Er wollte sie in eine Wohnung lotsen. Preferablerweise nicht seine eigene oder die von Niko, Sinan oder Tarik. Ja, er wollte Sex, aber zu dem faszinierte sie ihn; ihr Aussehen, ihre ganze Art ... Er wollte sie um ihre Nummer bitten. Der Gedanke, Mara nie wieder zu sehen nach dieser Nacht, erschien Maurice auf einmal lächerlich.

"Ich gehe keinen Schritt weiter, solange ich nicht weiß, wohin."
Verärgert drehte er sich wieder um, denn er war weiter gelaufen. Frauen folgten ihm, erst recht die, die auf Konzerten in der ersten Reihe standen und alle Texte auswendig kannten.
"Ruppiner Straße, das ist in der Nähe der U8", entschied er. Ein alter Kumpel von ihm wohnte dort in einer WG.
"Das ist aber keine Haltestelle der U8." Mara wohnte in Berlin, sie wusste es genau und wollte sicher gehen, dass Maurice sie nicht zum Narren hielt. Ja, auch sie wollte Sex, wer konnte es ihr verdenken? Genauso gerne wollte sie aber auch wieder heil aus der Sache rauskommen.

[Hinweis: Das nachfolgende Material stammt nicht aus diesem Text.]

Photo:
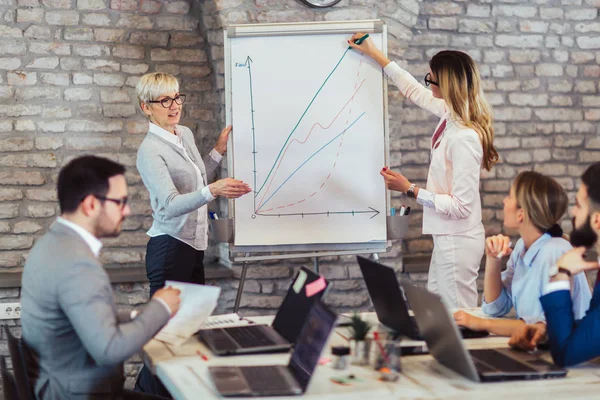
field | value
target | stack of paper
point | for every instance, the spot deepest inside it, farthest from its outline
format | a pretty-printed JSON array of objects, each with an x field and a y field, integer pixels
[
  {"x": 197, "y": 303},
  {"x": 224, "y": 321}
]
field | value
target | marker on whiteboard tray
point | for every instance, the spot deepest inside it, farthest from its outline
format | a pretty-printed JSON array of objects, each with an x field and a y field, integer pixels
[{"x": 360, "y": 40}]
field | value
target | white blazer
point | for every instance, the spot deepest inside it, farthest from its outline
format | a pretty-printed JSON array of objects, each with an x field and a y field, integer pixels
[{"x": 451, "y": 198}]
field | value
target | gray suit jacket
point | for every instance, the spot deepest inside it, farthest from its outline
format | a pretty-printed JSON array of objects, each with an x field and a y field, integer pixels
[
  {"x": 70, "y": 321},
  {"x": 172, "y": 183}
]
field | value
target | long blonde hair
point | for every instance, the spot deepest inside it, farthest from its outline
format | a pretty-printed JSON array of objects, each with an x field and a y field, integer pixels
[
  {"x": 460, "y": 85},
  {"x": 543, "y": 200}
]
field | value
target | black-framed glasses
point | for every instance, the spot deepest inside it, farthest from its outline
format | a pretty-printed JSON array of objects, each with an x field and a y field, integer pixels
[
  {"x": 167, "y": 102},
  {"x": 122, "y": 202},
  {"x": 428, "y": 80}
]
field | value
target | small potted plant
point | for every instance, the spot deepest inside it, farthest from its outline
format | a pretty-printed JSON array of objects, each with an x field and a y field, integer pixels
[{"x": 359, "y": 342}]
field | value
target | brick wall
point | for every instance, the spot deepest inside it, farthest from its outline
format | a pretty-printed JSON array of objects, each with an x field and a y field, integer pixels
[{"x": 68, "y": 68}]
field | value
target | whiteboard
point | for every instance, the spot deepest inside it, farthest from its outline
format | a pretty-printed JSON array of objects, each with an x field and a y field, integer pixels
[{"x": 309, "y": 136}]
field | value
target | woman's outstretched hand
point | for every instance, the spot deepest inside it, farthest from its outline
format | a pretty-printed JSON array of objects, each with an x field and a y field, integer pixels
[
  {"x": 229, "y": 187},
  {"x": 395, "y": 180},
  {"x": 368, "y": 48}
]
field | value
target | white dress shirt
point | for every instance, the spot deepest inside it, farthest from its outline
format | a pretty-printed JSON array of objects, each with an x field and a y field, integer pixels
[
  {"x": 95, "y": 246},
  {"x": 451, "y": 197},
  {"x": 201, "y": 241}
]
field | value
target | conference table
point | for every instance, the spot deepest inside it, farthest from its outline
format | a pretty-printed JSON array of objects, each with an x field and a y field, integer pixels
[{"x": 184, "y": 372}]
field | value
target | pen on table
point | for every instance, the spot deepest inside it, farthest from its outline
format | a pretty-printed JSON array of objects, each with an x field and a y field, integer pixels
[
  {"x": 198, "y": 352},
  {"x": 344, "y": 337},
  {"x": 501, "y": 254},
  {"x": 381, "y": 349},
  {"x": 360, "y": 40}
]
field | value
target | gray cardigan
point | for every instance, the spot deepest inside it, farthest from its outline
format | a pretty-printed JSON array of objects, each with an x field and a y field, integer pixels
[{"x": 173, "y": 185}]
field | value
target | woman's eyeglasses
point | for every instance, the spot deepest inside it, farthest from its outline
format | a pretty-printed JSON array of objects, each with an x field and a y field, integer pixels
[
  {"x": 428, "y": 80},
  {"x": 122, "y": 202},
  {"x": 167, "y": 102}
]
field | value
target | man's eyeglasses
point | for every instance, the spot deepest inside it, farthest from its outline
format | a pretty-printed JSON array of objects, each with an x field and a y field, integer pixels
[
  {"x": 167, "y": 102},
  {"x": 122, "y": 202},
  {"x": 428, "y": 80}
]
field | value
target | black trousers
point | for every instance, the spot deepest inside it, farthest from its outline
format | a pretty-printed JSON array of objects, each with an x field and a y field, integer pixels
[{"x": 168, "y": 259}]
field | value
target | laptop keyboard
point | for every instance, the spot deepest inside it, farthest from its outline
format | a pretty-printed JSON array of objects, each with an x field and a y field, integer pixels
[
  {"x": 250, "y": 336},
  {"x": 265, "y": 379},
  {"x": 498, "y": 361}
]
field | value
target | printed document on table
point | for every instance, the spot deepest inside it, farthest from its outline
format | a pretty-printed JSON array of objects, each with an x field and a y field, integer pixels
[{"x": 197, "y": 303}]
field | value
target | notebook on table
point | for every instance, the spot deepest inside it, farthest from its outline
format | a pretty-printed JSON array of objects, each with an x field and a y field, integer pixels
[
  {"x": 306, "y": 289},
  {"x": 281, "y": 380},
  {"x": 440, "y": 332},
  {"x": 390, "y": 305}
]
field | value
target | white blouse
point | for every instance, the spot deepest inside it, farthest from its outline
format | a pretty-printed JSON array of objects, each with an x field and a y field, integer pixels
[{"x": 451, "y": 198}]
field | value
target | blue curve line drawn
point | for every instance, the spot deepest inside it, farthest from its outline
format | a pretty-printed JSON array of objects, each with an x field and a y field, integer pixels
[
  {"x": 308, "y": 159},
  {"x": 300, "y": 120}
]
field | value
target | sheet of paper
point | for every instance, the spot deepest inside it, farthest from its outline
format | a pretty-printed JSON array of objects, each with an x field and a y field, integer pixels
[
  {"x": 299, "y": 281},
  {"x": 223, "y": 321},
  {"x": 315, "y": 287},
  {"x": 197, "y": 303}
]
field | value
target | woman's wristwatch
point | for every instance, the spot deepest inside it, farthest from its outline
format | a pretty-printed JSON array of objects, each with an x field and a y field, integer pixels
[
  {"x": 555, "y": 270},
  {"x": 411, "y": 191}
]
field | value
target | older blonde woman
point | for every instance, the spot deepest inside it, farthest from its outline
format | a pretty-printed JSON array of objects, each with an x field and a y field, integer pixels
[{"x": 176, "y": 177}]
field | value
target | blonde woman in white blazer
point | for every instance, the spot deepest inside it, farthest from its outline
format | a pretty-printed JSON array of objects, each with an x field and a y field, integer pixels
[{"x": 461, "y": 145}]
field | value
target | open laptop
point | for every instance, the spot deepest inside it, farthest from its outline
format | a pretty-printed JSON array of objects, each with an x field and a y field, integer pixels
[
  {"x": 488, "y": 365},
  {"x": 281, "y": 380},
  {"x": 391, "y": 307},
  {"x": 284, "y": 331}
]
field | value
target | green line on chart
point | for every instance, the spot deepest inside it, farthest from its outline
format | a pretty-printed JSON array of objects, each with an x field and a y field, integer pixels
[{"x": 300, "y": 120}]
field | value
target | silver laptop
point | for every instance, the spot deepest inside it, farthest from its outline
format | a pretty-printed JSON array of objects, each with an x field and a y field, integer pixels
[
  {"x": 440, "y": 332},
  {"x": 281, "y": 380},
  {"x": 278, "y": 337}
]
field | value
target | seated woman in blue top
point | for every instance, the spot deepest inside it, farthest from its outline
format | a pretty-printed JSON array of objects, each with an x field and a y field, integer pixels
[{"x": 534, "y": 207}]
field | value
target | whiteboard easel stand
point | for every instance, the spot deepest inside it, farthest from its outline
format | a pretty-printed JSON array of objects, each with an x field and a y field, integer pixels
[{"x": 253, "y": 253}]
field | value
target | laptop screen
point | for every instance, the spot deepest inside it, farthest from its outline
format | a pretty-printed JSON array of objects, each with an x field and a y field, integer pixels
[
  {"x": 296, "y": 305},
  {"x": 384, "y": 290},
  {"x": 312, "y": 340}
]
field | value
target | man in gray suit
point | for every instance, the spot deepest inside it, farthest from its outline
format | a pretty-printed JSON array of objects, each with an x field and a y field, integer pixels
[{"x": 69, "y": 318}]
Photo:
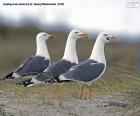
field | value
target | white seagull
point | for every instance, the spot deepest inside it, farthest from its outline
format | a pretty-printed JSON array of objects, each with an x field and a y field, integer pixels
[
  {"x": 93, "y": 68},
  {"x": 35, "y": 64},
  {"x": 62, "y": 66}
]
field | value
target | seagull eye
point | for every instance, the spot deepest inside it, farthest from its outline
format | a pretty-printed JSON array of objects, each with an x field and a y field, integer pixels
[
  {"x": 105, "y": 34},
  {"x": 44, "y": 34}
]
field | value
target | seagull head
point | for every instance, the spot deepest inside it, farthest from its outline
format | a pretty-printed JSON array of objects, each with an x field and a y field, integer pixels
[
  {"x": 107, "y": 38},
  {"x": 76, "y": 34},
  {"x": 45, "y": 36}
]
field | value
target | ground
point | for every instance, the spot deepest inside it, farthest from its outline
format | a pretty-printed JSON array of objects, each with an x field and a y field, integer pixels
[{"x": 60, "y": 100}]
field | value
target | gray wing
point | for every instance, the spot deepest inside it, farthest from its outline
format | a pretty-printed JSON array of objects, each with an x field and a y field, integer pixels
[
  {"x": 33, "y": 66},
  {"x": 85, "y": 72},
  {"x": 55, "y": 70}
]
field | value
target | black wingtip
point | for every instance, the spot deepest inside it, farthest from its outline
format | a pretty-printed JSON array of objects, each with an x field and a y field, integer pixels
[
  {"x": 25, "y": 83},
  {"x": 9, "y": 76}
]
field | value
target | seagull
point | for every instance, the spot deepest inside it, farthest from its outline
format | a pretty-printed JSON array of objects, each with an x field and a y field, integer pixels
[
  {"x": 35, "y": 64},
  {"x": 93, "y": 68},
  {"x": 62, "y": 66}
]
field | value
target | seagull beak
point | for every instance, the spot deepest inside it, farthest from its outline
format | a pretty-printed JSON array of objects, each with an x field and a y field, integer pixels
[
  {"x": 113, "y": 40},
  {"x": 52, "y": 36},
  {"x": 84, "y": 36}
]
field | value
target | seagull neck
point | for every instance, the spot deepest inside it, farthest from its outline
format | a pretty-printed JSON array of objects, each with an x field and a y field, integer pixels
[
  {"x": 98, "y": 51},
  {"x": 70, "y": 53},
  {"x": 42, "y": 49}
]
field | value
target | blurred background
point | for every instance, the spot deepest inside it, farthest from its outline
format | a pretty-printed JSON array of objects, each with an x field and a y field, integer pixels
[{"x": 19, "y": 26}]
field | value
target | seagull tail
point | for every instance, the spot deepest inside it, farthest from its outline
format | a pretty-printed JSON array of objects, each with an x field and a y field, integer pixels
[
  {"x": 26, "y": 83},
  {"x": 8, "y": 76}
]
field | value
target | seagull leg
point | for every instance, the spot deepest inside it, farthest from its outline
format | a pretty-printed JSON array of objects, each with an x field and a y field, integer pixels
[
  {"x": 61, "y": 90},
  {"x": 81, "y": 90},
  {"x": 91, "y": 92}
]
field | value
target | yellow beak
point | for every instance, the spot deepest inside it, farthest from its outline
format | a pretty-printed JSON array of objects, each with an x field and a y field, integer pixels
[
  {"x": 52, "y": 36},
  {"x": 84, "y": 36}
]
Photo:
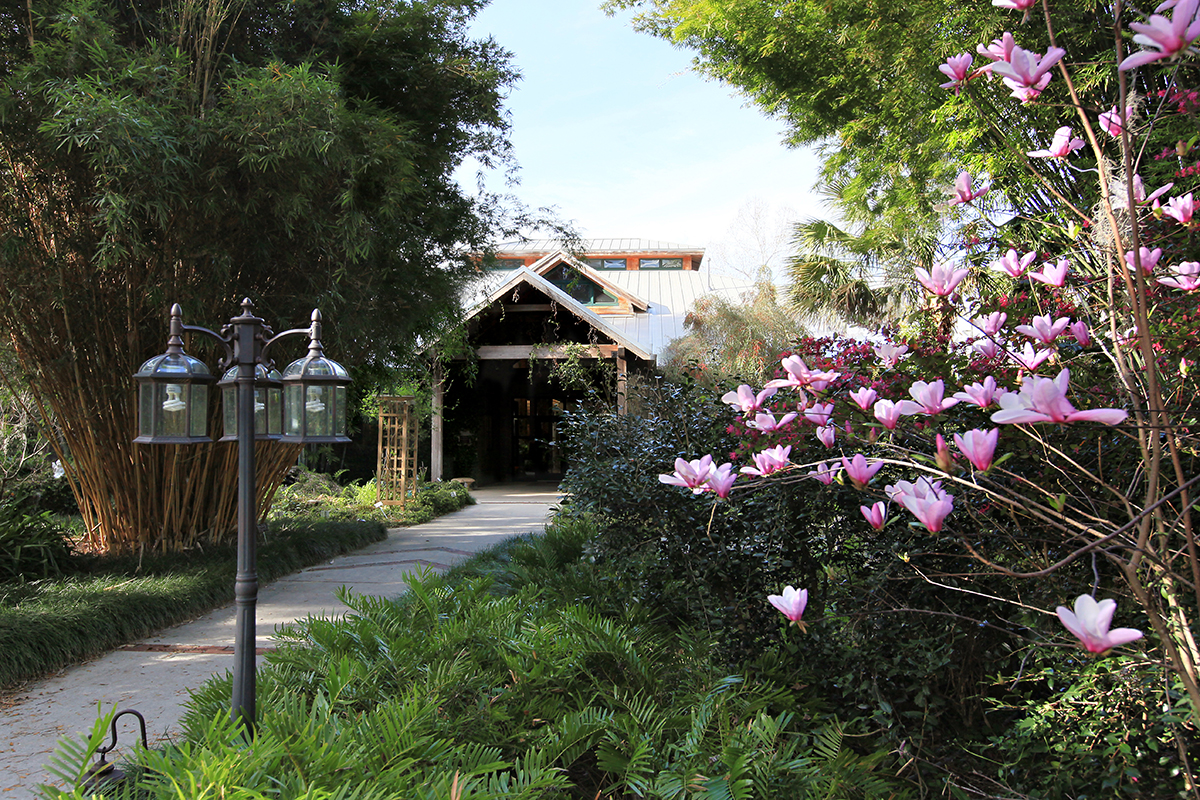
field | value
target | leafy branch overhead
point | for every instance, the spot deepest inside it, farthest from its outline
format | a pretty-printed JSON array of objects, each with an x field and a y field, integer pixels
[{"x": 300, "y": 154}]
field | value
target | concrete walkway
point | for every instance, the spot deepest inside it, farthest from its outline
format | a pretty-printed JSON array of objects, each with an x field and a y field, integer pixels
[{"x": 155, "y": 675}]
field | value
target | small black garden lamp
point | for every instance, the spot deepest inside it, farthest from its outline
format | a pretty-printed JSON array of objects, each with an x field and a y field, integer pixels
[{"x": 173, "y": 409}]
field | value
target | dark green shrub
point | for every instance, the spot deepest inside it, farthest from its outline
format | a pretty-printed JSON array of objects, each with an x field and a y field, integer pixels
[{"x": 31, "y": 546}]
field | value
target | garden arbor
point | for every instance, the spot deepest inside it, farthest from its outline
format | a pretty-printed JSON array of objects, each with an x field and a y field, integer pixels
[{"x": 203, "y": 151}]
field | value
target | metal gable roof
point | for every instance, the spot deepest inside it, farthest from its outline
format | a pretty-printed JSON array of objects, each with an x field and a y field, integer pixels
[
  {"x": 525, "y": 275},
  {"x": 550, "y": 260},
  {"x": 672, "y": 294}
]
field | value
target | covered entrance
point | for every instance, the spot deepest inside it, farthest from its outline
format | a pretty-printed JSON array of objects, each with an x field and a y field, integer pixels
[{"x": 497, "y": 415}]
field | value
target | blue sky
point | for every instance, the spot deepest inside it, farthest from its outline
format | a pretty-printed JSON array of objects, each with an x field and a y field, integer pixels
[{"x": 613, "y": 128}]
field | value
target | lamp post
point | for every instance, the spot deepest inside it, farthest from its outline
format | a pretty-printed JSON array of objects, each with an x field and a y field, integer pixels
[{"x": 173, "y": 409}]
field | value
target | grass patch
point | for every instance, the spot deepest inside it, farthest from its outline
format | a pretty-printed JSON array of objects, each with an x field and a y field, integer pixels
[
  {"x": 106, "y": 602},
  {"x": 316, "y": 495}
]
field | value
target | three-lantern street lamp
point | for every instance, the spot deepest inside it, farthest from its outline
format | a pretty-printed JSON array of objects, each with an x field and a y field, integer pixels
[{"x": 304, "y": 404}]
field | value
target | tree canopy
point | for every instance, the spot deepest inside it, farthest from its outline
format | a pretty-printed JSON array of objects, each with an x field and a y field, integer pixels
[
  {"x": 861, "y": 80},
  {"x": 298, "y": 152}
]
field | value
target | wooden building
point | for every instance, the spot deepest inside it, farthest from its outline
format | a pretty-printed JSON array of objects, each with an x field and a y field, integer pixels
[{"x": 615, "y": 304}]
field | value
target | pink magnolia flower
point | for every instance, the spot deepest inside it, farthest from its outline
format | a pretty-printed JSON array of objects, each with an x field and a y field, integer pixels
[
  {"x": 768, "y": 461},
  {"x": 982, "y": 394},
  {"x": 1061, "y": 145},
  {"x": 1013, "y": 266},
  {"x": 1187, "y": 277},
  {"x": 958, "y": 70},
  {"x": 1001, "y": 49},
  {"x": 766, "y": 421},
  {"x": 889, "y": 354},
  {"x": 1090, "y": 624},
  {"x": 1165, "y": 37},
  {"x": 1113, "y": 122},
  {"x": 827, "y": 434},
  {"x": 1181, "y": 209},
  {"x": 1079, "y": 330},
  {"x": 1147, "y": 257},
  {"x": 864, "y": 397},
  {"x": 1053, "y": 275},
  {"x": 887, "y": 413},
  {"x": 861, "y": 470},
  {"x": 987, "y": 348},
  {"x": 942, "y": 280},
  {"x": 925, "y": 499},
  {"x": 690, "y": 474},
  {"x": 1044, "y": 330},
  {"x": 819, "y": 413},
  {"x": 1139, "y": 191},
  {"x": 978, "y": 446},
  {"x": 745, "y": 401},
  {"x": 799, "y": 376},
  {"x": 875, "y": 515},
  {"x": 825, "y": 473},
  {"x": 995, "y": 320},
  {"x": 1029, "y": 359},
  {"x": 963, "y": 190},
  {"x": 791, "y": 603},
  {"x": 1027, "y": 73},
  {"x": 721, "y": 480},
  {"x": 1044, "y": 400},
  {"x": 929, "y": 398}
]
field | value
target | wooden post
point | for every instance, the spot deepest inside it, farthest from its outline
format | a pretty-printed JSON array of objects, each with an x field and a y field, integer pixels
[
  {"x": 622, "y": 383},
  {"x": 436, "y": 425}
]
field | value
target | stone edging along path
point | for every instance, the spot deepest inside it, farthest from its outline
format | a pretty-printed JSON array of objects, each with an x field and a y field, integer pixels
[{"x": 155, "y": 675}]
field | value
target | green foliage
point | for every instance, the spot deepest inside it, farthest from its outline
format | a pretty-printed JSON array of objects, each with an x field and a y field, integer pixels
[
  {"x": 31, "y": 545},
  {"x": 1103, "y": 717},
  {"x": 300, "y": 154},
  {"x": 316, "y": 495},
  {"x": 106, "y": 602},
  {"x": 727, "y": 340},
  {"x": 451, "y": 691}
]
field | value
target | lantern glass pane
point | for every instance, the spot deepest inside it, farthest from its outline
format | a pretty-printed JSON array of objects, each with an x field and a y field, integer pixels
[
  {"x": 145, "y": 410},
  {"x": 274, "y": 410},
  {"x": 199, "y": 419},
  {"x": 293, "y": 400},
  {"x": 317, "y": 411},
  {"x": 172, "y": 402},
  {"x": 229, "y": 410},
  {"x": 340, "y": 411},
  {"x": 259, "y": 410}
]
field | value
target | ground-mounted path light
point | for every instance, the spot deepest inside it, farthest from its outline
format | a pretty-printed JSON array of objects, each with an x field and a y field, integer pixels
[{"x": 305, "y": 404}]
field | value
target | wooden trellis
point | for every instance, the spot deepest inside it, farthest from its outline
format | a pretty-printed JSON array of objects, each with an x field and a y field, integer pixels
[{"x": 396, "y": 467}]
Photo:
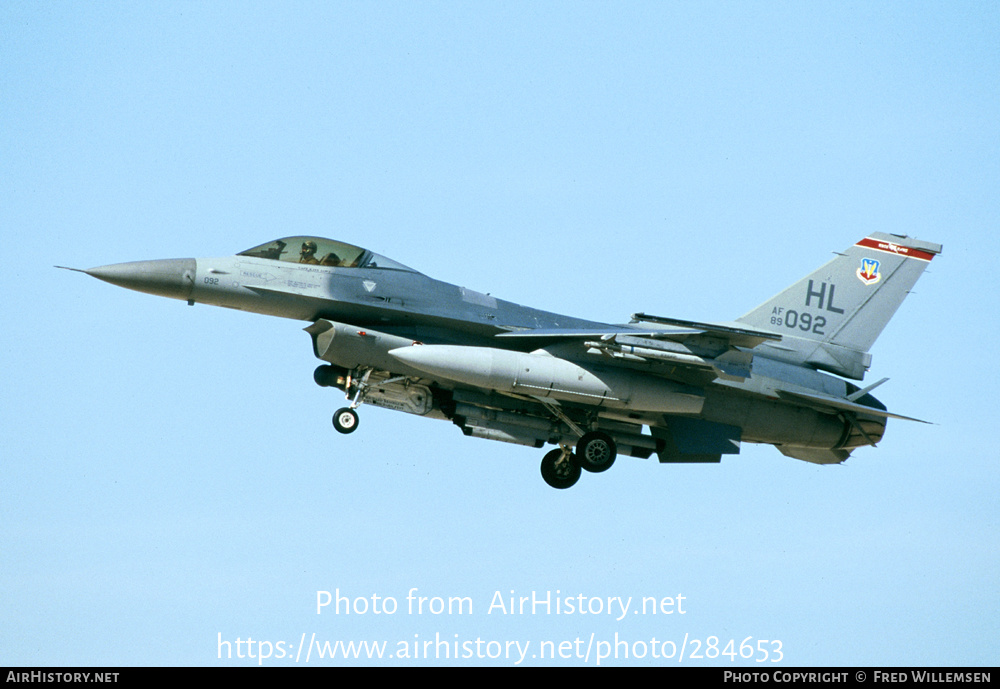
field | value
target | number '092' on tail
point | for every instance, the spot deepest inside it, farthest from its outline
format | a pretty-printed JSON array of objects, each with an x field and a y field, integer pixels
[{"x": 830, "y": 318}]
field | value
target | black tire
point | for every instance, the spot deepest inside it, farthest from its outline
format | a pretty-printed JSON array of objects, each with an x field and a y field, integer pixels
[
  {"x": 346, "y": 420},
  {"x": 596, "y": 452},
  {"x": 560, "y": 474}
]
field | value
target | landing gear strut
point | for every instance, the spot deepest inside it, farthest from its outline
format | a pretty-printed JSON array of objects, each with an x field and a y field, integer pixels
[{"x": 559, "y": 468}]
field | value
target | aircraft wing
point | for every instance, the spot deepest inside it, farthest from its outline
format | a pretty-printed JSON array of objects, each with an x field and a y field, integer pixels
[{"x": 676, "y": 329}]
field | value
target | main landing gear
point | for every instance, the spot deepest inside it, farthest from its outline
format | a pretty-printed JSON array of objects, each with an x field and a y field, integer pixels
[
  {"x": 346, "y": 419},
  {"x": 595, "y": 452}
]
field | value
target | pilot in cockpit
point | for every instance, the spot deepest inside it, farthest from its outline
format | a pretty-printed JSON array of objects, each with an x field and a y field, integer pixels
[{"x": 308, "y": 253}]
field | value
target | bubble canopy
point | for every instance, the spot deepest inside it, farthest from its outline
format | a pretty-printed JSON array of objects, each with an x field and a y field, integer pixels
[{"x": 322, "y": 252}]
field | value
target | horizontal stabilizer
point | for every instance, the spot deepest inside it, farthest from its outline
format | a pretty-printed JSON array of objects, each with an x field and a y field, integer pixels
[{"x": 833, "y": 405}]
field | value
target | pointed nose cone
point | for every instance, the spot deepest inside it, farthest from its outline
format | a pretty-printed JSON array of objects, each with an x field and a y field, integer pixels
[{"x": 172, "y": 277}]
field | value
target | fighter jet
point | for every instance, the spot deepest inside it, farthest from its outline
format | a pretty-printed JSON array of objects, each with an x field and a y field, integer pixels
[{"x": 685, "y": 391}]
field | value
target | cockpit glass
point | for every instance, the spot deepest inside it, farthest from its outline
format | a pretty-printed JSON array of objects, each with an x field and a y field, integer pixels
[
  {"x": 321, "y": 252},
  {"x": 313, "y": 250}
]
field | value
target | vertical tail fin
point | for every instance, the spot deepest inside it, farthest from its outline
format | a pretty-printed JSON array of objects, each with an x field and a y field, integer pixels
[{"x": 832, "y": 317}]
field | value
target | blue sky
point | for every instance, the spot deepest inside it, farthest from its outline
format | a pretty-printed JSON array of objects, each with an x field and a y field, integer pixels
[{"x": 170, "y": 474}]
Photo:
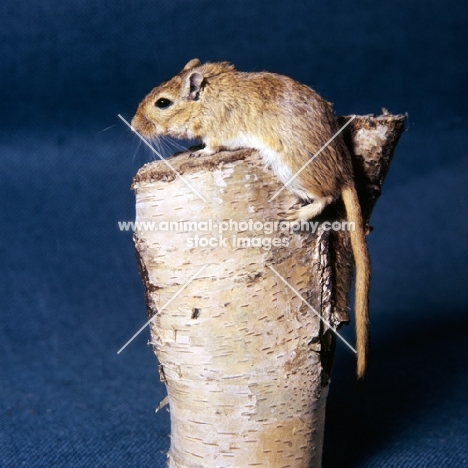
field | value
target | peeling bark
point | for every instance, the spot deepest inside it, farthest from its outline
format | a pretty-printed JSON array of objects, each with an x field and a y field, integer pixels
[{"x": 245, "y": 360}]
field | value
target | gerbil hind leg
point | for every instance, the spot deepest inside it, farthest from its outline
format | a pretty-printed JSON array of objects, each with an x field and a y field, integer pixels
[{"x": 309, "y": 211}]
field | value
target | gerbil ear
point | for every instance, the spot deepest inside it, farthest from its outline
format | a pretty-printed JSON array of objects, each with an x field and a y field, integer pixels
[
  {"x": 192, "y": 64},
  {"x": 193, "y": 86}
]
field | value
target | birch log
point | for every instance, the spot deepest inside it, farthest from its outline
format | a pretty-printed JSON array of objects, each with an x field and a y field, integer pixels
[{"x": 243, "y": 311}]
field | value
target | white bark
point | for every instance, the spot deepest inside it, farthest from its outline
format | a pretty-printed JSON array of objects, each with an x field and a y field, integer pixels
[{"x": 246, "y": 362}]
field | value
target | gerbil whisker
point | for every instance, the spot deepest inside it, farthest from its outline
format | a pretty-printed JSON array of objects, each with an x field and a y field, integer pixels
[
  {"x": 108, "y": 128},
  {"x": 143, "y": 139}
]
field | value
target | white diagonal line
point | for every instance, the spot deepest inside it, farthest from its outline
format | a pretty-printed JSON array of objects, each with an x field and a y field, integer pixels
[
  {"x": 312, "y": 158},
  {"x": 161, "y": 309},
  {"x": 143, "y": 139},
  {"x": 311, "y": 308}
]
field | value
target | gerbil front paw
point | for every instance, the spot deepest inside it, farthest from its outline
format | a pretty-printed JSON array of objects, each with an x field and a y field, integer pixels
[{"x": 201, "y": 152}]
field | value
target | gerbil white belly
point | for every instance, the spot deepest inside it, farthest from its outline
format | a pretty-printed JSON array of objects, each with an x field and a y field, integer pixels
[{"x": 274, "y": 160}]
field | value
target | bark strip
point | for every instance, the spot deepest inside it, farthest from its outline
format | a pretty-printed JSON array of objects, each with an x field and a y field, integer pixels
[{"x": 245, "y": 361}]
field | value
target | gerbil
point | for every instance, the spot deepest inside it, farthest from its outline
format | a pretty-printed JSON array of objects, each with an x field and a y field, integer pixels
[{"x": 287, "y": 122}]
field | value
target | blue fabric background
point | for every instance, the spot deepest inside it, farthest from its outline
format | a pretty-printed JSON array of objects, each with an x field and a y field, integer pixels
[{"x": 70, "y": 293}]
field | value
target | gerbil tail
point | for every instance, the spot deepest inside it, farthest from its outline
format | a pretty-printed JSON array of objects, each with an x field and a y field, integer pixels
[{"x": 361, "y": 258}]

"Bernauer Straße wäre die zugehörige Station. Dauert nicht lange von dort aus, was sind das? Fünfhundert Meter? Jetzt los, Fräulein, nicht so schüchtern."
Er trat auf sie zu und in Maras Bauch begannen die Schmetterlinge Tango zu tanzen. Sie war nicht verliebt, aber angetan war sie schon von seiner Person.

Wieder standen sie einander gegenüber, ganz nah. Mara war der Meinung, die Spannung zwischen ihnen surren hören zu können. Vielleicht war es aber auch nur ihr rasendes Herz, dass sie wahrnahm.
Sie stellte sich auf Zehenspitzen und küsste ihn.
Maurice hatte nicht damit gerechnet. Die Kleine hat ja wirklich Mumm, dachte er. Mara forderte nichts ein mit ihrer Zärtlichkeit, wie die Groupies, mit denen er geschlafen hatte. Er fand, es war als wolle sie etwas austesten. Dann stoppte sie und rollte mit der gesamten Fußsohle wieder auf den Boden.
"Das war schön", sagte sie.
Damit überrumpelte sie ihn zum wievielten Mal an diesem Abend? Es war egal, Maurice hatte aufgehört zu zählen.
"Machst du auch mal was Vorhersehbares?", fragte er interessiert.
"Leute verwirren", grinste sie. "Zum Beispiel dich."
Ruhig beugte er sich zu ihr und küsste sie von sich aus. Es traf Mara unvorbereitet.
"Leute verwirren ist auch eine meiner Spezialitäten", flüsterte er und sie konnte seine Lippen noch immer an ihren spüren, weil er keinen Millimeter zurückgewichen war.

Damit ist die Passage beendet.